- Born: 1963^{[citation needed]} Enese, Hungary^{[citation needed]}
- Spouse: Mónika Mécs
- Children: 3

= Ernő Mesterházy =

Hungarian politician and businessman

Ernő Mesterházy (not to be mistaken with Attila Mesterházy of the Hungarian Socialist Party) has been a chief counsellor to Gábor Demszky, mayor of Budapest. Mesterházy is an influential and powerful businessman, a film producer, and owns a record company too, Bahia Music.

Ernő Mesterházy has been working not only as a counsellor to Demszky but also he had an authorization, a contract to represent Demszky in financial matters of Budapest including Metro building and BKV (Budapest's public transport company). Although he's been doing this for several years his contract was signed only in summer 2009.

== Film production career ==
Mesterházy has been involved in the film industry since the early 1990s. Between 1993 and 2002 he produced a documentary series in South-East Asia called Indiék with Gábor Rohonyi, Nimród Antal and István Szaladják as the directors and István Szatmáry and Péter Vajda as cameramen.

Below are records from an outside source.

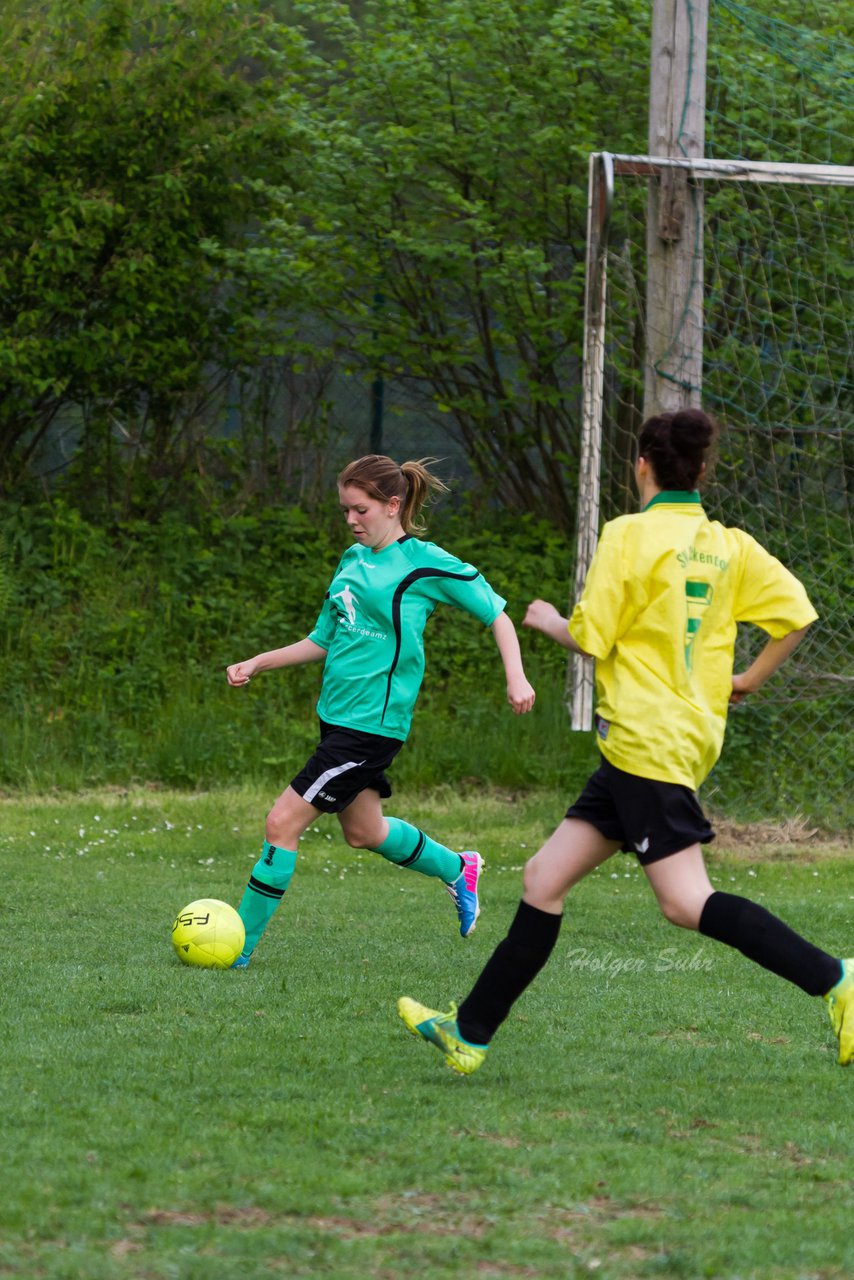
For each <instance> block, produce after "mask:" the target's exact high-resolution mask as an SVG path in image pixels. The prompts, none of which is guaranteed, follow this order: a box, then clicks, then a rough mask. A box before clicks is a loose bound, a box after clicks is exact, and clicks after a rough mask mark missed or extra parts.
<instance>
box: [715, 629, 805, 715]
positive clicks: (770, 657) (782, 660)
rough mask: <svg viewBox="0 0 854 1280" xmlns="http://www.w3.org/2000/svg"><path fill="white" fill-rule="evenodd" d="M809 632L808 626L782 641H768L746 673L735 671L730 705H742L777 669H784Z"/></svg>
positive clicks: (734, 673) (757, 655) (791, 633)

Since 2007 together with his wife Mónika Mécs, he has actively participated in producing feature films. The first significant success was 2007 film's week surprise, where they won the audience's vote with their film called The End. After this time period they received more Hungarian and International recognition and acknowledgement. One of the most significant national prizes Mesterházy won was with the Hungarian film called Just the Wind, which was directed by Benedek Fliegauf. The film competed at the 62nd Berlin International Film Festival, where it won the Jury Grand Prix.

In 2017 at the Berlin International Film Festival they won the Golden Bear in the main competition section with their film called On Body and Soul directed by Ildikó Enyedi. Furthermore, the Sydney Film Festival wrapped up their 64th fest by naming On Body and Soul the winner of that year's Sydney Film Prize.